THE SQUARE LIGHT OF THE MOON
A Journey of Healing with Jin Shin Jyutsu –
An Ancestral Japanese Medicine

Translated from French by Christiane Guillois
(February 14, 2021)

Available as an eBook at Smashwords, Amazon, Barnes and Noble, Kobo, Apple, and other fine eBook retailers.


ISBN 978-1-935830-71-9 (print)
ISBN 978-1-935830-72-6 (ebook)

Véronique Le Normand is a journalist and writer living in Paris. She loves nature, poetry, and travel. In 2002, in the wake of a traumatic experience of loss, a doctor introduced her to Jin Shin Jyutsu, a Japanese approach to healing that teaches us that we can help ourselves simply through the use of our hands. In 2017, after fifteen years of study and practice, she set off to Japan to learn about the healer and samurai Jiro Murai who had revived this physio-philosophy at the beginning of the twentieth century. Accompanied by her friend Kyoko Watanabe Véronique retraced the steps of the elusive master, often, it seemed, in the presence of the 17th-century poet Basho. She came to appreciate the acute sensibility of the Japanese that is clearly visible in the way they take care of their bodies and in the way that care resonates in their minds and souls. The Square Light of the Moon is the story of her journey of initiation.

"The Square Light of the Moon is the journal of a journey from one shore to another ... a marvelous initiation into Japanese culture."

Le Monde des Religions




Translated from French by Christiane Guillois
ISBN 978-1-935830-71-9 (print)
ISBN 978-1-935830-72-6 (ebook)
Publication Date: February 14, 2021


ABOUT THE AUTHOR

Véronique Le Normand loves nature, poetry, and travel.
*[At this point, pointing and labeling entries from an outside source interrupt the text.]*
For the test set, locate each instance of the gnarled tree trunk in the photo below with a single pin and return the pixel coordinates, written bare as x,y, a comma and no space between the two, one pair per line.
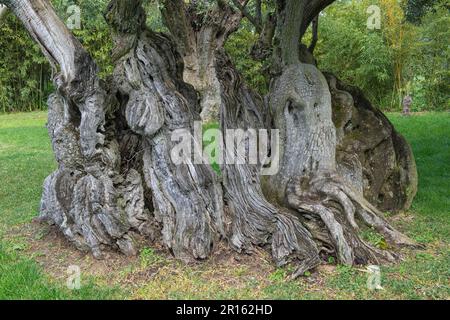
117,183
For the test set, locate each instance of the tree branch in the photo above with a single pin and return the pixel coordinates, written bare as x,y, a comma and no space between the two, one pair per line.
57,42
175,18
292,12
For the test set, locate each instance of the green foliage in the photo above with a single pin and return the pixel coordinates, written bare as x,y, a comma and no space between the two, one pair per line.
388,63
26,158
23,69
430,83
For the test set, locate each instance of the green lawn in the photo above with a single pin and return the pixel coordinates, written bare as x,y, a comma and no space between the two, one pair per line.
26,159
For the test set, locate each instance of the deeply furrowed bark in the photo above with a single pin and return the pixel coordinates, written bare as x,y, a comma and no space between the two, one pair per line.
117,183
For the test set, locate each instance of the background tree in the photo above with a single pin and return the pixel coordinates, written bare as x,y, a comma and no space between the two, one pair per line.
112,138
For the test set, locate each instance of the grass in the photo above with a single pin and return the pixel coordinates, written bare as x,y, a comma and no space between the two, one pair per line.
26,159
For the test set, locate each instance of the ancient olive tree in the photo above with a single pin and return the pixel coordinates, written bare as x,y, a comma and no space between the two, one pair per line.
340,159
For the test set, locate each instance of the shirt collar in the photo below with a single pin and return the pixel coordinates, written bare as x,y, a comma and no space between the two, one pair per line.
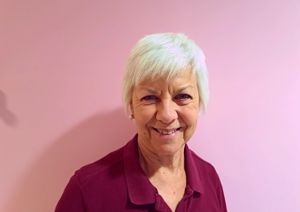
140,190
193,173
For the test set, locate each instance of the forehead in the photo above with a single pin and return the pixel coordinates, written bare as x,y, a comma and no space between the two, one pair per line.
185,78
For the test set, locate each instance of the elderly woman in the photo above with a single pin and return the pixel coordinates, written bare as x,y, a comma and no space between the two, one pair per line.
165,87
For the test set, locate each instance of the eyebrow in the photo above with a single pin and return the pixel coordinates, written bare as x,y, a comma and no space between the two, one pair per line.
183,88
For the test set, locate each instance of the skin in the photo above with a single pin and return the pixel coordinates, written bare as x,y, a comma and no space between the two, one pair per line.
165,115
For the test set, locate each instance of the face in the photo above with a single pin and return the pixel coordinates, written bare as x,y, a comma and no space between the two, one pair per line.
166,112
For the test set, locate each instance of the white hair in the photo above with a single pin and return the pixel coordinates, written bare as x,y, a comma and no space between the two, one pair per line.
165,54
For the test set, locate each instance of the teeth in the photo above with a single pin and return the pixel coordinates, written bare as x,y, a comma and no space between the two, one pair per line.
166,132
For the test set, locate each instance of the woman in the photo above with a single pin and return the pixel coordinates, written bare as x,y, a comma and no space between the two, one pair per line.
165,87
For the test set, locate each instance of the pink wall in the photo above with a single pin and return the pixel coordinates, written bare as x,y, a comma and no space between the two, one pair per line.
61,66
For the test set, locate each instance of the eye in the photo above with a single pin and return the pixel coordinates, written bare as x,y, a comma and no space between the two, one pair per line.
149,98
183,97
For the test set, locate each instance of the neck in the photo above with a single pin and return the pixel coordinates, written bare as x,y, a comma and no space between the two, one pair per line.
166,165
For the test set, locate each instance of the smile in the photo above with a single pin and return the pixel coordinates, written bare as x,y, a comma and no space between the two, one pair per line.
167,131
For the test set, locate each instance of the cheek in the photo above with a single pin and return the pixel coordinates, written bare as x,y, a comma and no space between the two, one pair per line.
190,116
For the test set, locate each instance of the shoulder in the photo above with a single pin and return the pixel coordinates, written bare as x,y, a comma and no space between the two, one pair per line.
103,168
204,168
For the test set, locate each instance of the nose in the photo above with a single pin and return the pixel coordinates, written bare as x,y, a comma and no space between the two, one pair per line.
166,112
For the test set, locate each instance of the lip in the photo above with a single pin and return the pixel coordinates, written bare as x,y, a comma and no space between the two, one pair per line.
166,131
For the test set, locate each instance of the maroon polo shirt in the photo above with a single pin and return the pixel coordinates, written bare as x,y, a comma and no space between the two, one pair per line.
117,183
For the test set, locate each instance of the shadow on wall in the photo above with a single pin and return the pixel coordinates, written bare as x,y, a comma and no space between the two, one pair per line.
90,140
5,114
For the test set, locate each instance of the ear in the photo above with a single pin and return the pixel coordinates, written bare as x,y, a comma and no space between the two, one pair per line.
130,110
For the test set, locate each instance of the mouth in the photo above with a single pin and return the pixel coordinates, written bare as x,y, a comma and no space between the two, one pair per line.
167,131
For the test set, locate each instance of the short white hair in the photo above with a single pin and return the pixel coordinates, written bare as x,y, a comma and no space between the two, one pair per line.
165,54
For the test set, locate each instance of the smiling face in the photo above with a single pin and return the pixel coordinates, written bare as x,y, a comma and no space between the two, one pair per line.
166,112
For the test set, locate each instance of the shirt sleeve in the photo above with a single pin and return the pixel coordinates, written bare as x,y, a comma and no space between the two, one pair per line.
221,197
71,199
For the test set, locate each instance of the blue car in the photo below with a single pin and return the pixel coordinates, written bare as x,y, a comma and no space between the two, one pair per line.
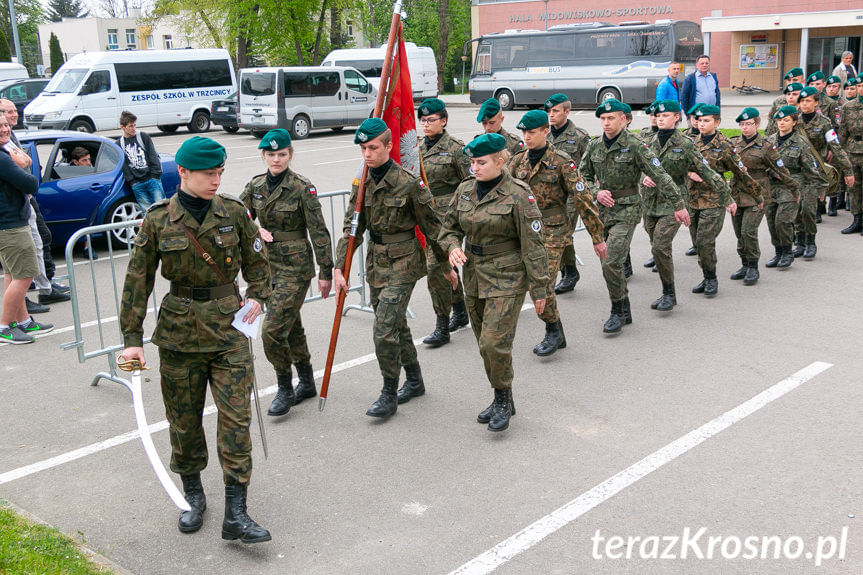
74,197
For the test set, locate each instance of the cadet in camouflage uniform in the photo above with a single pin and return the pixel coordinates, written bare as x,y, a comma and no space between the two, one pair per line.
445,167
395,202
612,167
497,217
796,156
708,203
553,179
765,166
287,207
491,119
851,134
565,136
197,344
825,147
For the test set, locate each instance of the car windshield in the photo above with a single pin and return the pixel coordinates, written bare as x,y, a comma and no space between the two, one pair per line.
66,81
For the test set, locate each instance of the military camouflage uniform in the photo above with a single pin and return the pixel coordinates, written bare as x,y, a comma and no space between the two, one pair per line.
293,213
196,342
445,166
391,210
678,157
554,180
707,202
618,169
495,284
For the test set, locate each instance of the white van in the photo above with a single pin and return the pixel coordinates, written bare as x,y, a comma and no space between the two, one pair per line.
12,71
370,61
303,98
164,88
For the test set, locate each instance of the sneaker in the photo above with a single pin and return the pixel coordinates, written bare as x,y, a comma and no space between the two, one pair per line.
15,336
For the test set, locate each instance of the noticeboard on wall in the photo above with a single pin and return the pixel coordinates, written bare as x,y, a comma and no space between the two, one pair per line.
758,56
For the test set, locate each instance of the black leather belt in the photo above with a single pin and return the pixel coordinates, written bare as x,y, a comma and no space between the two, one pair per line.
491,250
391,238
204,294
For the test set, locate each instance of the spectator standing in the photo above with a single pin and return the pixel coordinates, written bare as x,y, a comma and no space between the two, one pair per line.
141,166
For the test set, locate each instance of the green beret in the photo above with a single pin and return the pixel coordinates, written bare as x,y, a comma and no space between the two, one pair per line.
748,114
610,105
430,106
808,91
555,99
786,111
488,109
793,72
484,145
199,153
370,129
533,119
275,140
666,106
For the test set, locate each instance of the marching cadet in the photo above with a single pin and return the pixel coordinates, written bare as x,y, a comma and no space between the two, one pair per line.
286,206
851,133
825,148
553,179
203,241
445,166
616,161
491,119
796,155
496,215
569,138
395,203
707,203
663,213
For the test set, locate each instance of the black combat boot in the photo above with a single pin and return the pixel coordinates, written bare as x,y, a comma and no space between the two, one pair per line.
741,273
414,386
501,410
787,258
459,317
388,402
440,335
569,277
284,396
305,383
237,523
553,340
191,521
614,323
811,248
856,225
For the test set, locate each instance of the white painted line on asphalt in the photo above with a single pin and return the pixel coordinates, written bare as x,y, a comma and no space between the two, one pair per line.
561,517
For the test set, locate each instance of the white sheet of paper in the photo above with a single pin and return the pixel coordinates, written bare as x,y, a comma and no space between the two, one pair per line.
247,329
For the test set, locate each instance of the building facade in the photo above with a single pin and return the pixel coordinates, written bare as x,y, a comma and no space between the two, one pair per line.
751,41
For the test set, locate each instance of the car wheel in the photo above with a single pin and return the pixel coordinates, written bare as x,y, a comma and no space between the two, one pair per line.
300,127
200,122
506,99
125,210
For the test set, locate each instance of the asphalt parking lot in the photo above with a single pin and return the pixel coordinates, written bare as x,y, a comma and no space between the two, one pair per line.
738,415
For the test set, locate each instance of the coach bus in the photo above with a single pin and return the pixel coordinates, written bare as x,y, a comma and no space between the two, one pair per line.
589,62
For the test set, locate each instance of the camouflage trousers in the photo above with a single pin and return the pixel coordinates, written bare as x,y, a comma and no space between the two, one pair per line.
662,230
442,294
184,388
283,334
704,229
746,222
493,321
619,222
780,222
394,345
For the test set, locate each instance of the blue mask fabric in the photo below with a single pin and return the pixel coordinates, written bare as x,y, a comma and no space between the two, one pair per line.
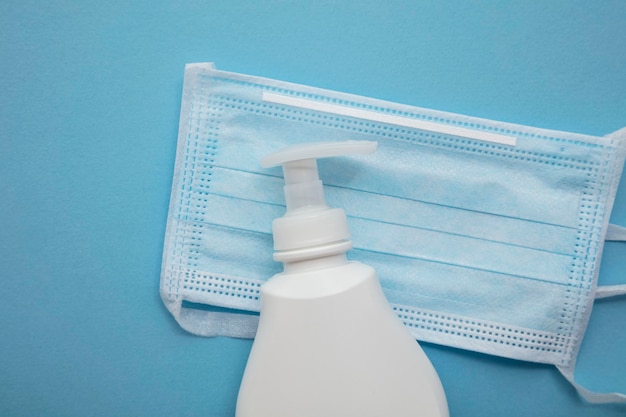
486,236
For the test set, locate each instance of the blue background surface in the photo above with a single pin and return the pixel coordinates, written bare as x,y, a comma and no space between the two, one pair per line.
89,104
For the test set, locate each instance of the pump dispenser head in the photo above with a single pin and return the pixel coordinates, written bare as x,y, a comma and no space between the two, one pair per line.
309,228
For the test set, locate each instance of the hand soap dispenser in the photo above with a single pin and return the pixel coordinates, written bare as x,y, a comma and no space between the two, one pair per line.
328,343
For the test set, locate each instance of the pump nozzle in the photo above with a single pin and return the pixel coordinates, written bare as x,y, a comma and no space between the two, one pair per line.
303,188
310,228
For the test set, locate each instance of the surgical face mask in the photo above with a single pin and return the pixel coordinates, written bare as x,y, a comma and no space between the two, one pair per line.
486,236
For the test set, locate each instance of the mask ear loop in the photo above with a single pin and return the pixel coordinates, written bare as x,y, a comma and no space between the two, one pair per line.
615,234
591,396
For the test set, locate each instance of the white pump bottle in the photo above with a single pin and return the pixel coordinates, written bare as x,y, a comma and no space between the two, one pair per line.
328,343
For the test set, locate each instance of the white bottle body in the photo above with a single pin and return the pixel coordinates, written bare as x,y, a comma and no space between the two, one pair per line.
329,345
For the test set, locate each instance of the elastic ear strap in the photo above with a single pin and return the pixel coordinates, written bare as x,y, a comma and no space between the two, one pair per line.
591,396
614,233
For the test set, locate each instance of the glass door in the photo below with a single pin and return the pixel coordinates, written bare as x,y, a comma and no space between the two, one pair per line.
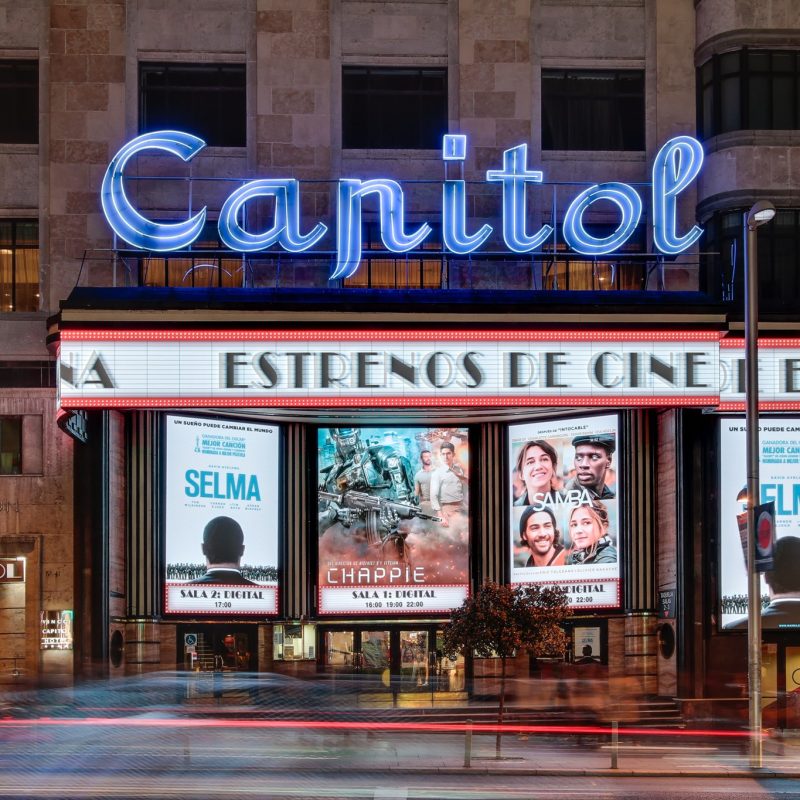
338,652
375,653
415,672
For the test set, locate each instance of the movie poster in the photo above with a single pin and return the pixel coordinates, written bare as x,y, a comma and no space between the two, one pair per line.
779,478
394,520
565,507
221,516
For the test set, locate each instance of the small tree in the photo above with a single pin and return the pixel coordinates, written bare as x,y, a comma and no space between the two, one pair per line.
500,621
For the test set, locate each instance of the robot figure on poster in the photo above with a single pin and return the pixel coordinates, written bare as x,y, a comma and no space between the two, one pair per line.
369,488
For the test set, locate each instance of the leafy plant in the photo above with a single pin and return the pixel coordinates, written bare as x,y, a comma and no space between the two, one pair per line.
501,621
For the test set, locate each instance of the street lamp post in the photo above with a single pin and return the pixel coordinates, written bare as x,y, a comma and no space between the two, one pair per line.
761,213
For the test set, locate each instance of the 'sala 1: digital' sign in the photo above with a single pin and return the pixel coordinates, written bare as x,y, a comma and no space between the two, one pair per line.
675,166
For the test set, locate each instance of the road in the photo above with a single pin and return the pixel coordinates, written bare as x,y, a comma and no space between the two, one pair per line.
150,756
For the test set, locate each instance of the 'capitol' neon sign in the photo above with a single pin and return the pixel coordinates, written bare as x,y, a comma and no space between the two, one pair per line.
675,166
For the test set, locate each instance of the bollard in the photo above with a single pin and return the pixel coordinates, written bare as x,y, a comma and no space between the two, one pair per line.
614,744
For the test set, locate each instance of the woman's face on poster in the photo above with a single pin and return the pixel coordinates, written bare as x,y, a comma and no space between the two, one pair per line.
538,470
584,528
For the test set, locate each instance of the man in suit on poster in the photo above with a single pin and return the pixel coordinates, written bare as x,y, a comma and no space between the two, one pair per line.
223,547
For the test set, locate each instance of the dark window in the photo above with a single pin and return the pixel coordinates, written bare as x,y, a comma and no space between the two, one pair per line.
627,269
778,257
394,107
10,445
380,269
19,97
205,264
749,90
207,100
592,110
19,265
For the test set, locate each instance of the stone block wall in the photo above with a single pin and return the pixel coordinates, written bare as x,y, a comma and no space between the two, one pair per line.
36,522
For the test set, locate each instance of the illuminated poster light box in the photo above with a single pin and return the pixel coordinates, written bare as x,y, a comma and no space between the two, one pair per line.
12,570
56,630
393,533
566,528
675,167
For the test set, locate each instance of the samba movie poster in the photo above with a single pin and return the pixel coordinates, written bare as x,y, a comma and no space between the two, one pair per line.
565,507
221,516
779,482
394,520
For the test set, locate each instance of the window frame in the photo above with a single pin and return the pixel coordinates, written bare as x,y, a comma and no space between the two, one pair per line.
710,78
574,95
366,103
15,123
218,117
5,418
14,246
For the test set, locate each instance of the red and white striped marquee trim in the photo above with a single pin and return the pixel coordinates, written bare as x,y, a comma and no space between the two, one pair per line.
328,335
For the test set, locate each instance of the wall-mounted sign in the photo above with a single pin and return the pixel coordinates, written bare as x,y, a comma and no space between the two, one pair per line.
675,166
666,604
394,520
56,630
385,368
12,570
587,645
779,468
222,489
564,507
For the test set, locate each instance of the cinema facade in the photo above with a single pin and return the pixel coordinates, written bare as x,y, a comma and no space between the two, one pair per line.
305,414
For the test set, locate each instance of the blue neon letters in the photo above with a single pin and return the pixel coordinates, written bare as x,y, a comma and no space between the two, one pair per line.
675,166
125,220
286,225
514,175
629,204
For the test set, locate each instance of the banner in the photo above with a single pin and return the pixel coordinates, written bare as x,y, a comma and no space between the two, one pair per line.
779,479
394,520
222,488
565,502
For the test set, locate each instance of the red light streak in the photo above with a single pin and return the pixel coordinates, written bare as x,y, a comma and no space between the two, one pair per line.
343,725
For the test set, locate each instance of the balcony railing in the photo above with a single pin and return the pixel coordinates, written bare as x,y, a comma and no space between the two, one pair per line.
418,270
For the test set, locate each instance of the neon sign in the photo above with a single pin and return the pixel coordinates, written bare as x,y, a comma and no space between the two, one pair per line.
675,166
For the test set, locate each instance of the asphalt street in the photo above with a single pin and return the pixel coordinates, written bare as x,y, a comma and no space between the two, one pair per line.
154,757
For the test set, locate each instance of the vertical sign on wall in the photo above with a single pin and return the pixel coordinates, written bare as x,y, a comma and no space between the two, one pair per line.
565,501
222,489
394,520
779,468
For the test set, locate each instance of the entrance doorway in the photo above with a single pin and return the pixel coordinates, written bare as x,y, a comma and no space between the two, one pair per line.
217,647
780,682
407,658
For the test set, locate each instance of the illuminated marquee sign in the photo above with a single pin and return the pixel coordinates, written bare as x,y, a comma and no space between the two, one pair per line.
163,369
675,166
386,368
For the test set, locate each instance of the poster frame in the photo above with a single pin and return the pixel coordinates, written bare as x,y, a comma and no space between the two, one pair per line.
312,462
623,534
161,533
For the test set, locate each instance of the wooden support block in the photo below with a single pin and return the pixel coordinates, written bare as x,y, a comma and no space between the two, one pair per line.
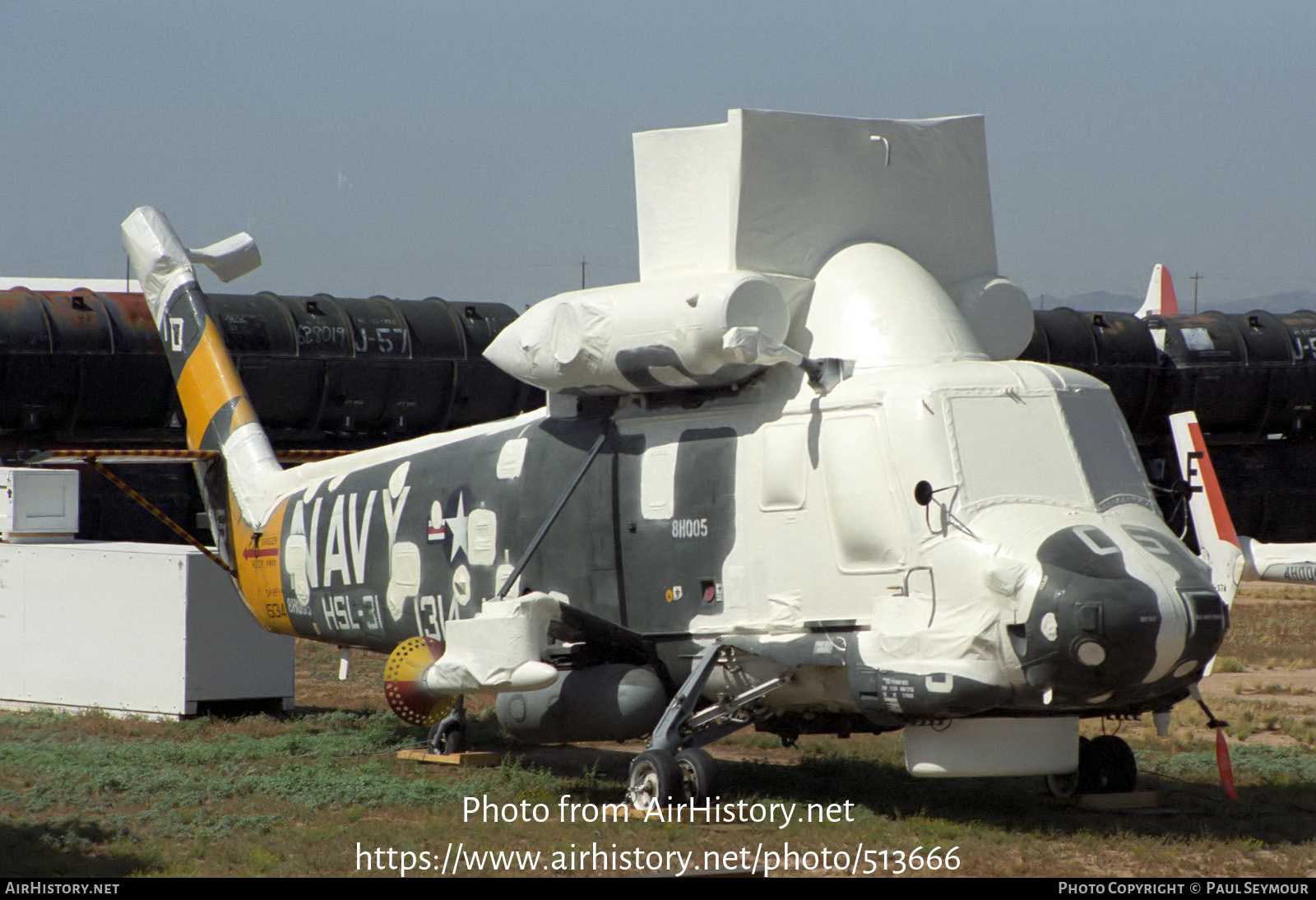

She was born in 1955 into a family of 3 children and grew up in Brittany. Her grandmother, a healer, opened her eyes to nature’s secrets, her godfather, a Catholic priest and philosophy professor, introduced her to spirituality, and the poet George Perros refined her taste in literature. After studies in the humanities at the University of Western Brittany (UBO) and at Kiel University in Germany, she moved to Paris where, in 1982, she began working as a journalist at Marie-Claire and met her husband, the writer Daniel Pennac. She published her first children’s books, the Basile series, in 1992. Many others were to follow, among them four books on adolescence (La vie de Lily), a collection of short stories in which the protagonist is often a house (Si on rentrait), and a book about jam (La Saison des confitures). A 1999 encounter with Venetian engraver-publishers produced a work of her poetry and engravings, Un aveugle à Venise.

In 2002, the sudden death of her younger brother, Thierry, plunged her into deep depression. She sought the help of a homeopathic doctor who treated her by placing his hands on her body. Thus was she introduced to Jin Shin Jyutsu, a Japanese art form of harmonizing energies that teaches us that we can help ourselves. She passionately embraced this oriental physio-philosophy, which in France was taught by Natalie Max, and attended seminars led by Wayne Hackett, Susan Schwartz, Anita Willoughby, Matthias Roth, Muriel Carlton, Chus Arias, Jill Pasquinelli, and Michael Wenniger, all of whom trained with Mary Burmeister, who brought the "gift" of Jin Shin Jyutsu to the West.

In 2006, the publication in Japanese of one of Véronique's children’s books, J’aime, earned her an invitation to Tokyo. She fell in love with Japanese culture: its cinema, its literature, its cuisine, and its art de vivre. In 2017, she resolved to learn more about the man who had revived the ancient art of Jin Shin Jyutsu: Master Jiro Murai. Accompanied by her friend and interpreter, Kyoko Watanabe, a professor at Meiji Tokyo University, she met with Sadaki Kato, the son of Haruki Kato, Jiro Murai’s designated heir, traveled through the magnificent natural settings of the Japanese archipelago, and came to appreciate the acute sensibility of the Japanese that is so clearly visible in the way they take care of their bodies and in the way that care resonates in their minds and souls. In what was to become a long journey of initiation she retraced the steps of the elusive master of Jin Shin Jyutsu, often, it seemed, in the presence of the 17th century poet-monk-traveler, Basho.

On her return to France, she began writing a book about her experience that Actes Sud published in 2019. For its title, she borrowed a line from one of Basho's haiku: "La Lumière carrée de la lune" (The Square Light of the Moon). That same year, at a workshop led by Inger Van Dobben, she met Christiane Guillois, who brought the book to the attention of Michael Eskin and Kathrin Stengel of Upper West Side Publishers, Inc.

Véronique Le Normand loves to communicate her experience of “the art of longevity and benevolence” that is Jin Shin Jyutsu, and to share with others this gift from the universe that constantly reminds her that life is a journey.